There seems to be a lot of disagreement in these forums about that. Several times you have said that the limit on closed accounts is no longer included in aggregate utilization calculations.
But my understanding (possibly incorrect, of course) is the opposite - that the limit, if reported, is included in the aggregate utilization equation. @K-in-Boston and others have also expressed that opinion several times recently, such as here and here.
If memory serves, most creditors continue to report the limit on closed accounts, unless there is some kind of derogatory indicator (e.g. charge-off, default, etc.) in which case it may be reported as zero, which would have the detrimental effect you noted.
I've studied it carefully, and I also was able to test what I learned in a memorable way. One day Bank of America closed all my cards. On one of them I had a large promo balance, with a zero percent interest rate. Although I knew this was bad, I wasn't going to cough up $10k, and lose my zero percent APR, so easily. So I just continued to pay the balance down gradually over about a 7 or 8 month period. Yes the original limit was being reported by BOA, and the individual account utilization was being reported accurately, but the aggregate utilization was based on my limits without that card's limit. So I don't really care what anyone else says, I know for a fact how it works.
It is an objective fact that FICO (VantageScore may be different, but most people and most lenders rightly ignore those) utilization metrics count closed cards with balances that are also reporting a limit greater than zero the same as if the card is open. We've been through this time and time again - credit monitoring front-ends have different ways of reporting balances, available credit, and utilization which do not necessarily correlate with the numbers used in underlying FICO scoring models. The same can be said about things like HELOC accounts where the threshold is above the amount excluded by FICO models - take a maximum withdrawal from something like a $200k HELOC and you'll see credit monitoring sites count it for utilization and show $200k more in revolving utilization than FICO is actually counting.

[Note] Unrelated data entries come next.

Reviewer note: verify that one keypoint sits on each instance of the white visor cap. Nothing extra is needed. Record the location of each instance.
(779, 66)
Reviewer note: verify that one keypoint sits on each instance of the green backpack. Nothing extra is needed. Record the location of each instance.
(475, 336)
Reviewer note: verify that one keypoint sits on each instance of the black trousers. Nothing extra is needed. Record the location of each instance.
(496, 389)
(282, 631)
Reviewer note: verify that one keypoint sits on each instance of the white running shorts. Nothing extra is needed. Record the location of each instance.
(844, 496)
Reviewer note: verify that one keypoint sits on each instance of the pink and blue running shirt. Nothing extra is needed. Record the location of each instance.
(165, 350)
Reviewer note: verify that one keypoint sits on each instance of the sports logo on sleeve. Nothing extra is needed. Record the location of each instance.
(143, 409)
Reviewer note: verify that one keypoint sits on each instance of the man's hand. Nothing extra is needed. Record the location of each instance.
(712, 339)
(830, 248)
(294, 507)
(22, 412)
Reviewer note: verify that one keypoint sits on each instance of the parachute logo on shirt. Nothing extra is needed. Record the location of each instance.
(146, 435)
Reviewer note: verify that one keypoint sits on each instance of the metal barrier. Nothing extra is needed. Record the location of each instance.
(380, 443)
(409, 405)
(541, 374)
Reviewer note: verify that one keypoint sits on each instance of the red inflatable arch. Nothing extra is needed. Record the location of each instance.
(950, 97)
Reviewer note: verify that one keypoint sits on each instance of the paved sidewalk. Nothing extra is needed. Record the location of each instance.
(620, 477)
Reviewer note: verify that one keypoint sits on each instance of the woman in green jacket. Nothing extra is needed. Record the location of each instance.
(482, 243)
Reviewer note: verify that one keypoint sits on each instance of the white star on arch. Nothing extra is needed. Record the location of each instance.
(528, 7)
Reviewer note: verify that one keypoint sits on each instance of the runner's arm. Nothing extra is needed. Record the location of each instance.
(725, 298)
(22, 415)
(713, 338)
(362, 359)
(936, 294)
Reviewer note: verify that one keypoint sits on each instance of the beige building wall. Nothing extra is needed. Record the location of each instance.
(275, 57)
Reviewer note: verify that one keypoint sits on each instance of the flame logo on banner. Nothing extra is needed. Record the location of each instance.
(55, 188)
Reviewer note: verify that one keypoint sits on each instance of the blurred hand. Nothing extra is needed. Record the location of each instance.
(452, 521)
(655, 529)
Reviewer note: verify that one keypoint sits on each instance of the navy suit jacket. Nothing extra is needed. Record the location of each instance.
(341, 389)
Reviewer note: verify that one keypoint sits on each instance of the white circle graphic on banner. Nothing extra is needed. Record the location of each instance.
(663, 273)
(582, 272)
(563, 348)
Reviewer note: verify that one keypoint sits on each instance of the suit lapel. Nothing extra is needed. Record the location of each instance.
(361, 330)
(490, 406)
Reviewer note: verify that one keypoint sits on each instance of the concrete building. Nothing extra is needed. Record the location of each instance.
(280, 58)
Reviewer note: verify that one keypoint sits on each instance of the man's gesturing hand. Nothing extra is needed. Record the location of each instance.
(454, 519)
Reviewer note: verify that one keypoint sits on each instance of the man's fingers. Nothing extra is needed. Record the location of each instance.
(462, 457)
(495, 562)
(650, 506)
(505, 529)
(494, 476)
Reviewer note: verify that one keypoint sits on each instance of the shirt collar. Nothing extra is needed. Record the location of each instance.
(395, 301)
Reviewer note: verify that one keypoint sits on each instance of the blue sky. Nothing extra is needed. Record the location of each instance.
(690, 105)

If a card is closed the prior CL is not available. Therefore its prior CL cannot be included in total CL. However, the balance is a current liability and is included in the total balance amount.
If an account is closed, it's unclear to me if Fico scores it on an individual account utilization basis.
@K-in-Boston wrote:It is an objective fact that FICO (VantageScore may be different, but most people and most lenders rightly ignore those) utilization metrics count closed cards with balances that are also reporting a limit greater than zero the same as if the card is open. We've been through this time and time again - credit monitoring front-ends have different ways of reporting balances, available credit, and utilization which do not necessarily correlate with the numbers used in underlying FICO scoring models. ......
What evidence do you have that the no-longer-in-effect limit is not excluded from aggregate utilization? When repeatedly asked this question, both by you and by me, the FICO insiders declined to answer, saying only that the balance is included, but declined to answer the question as to whether the limit is included, in the calculation.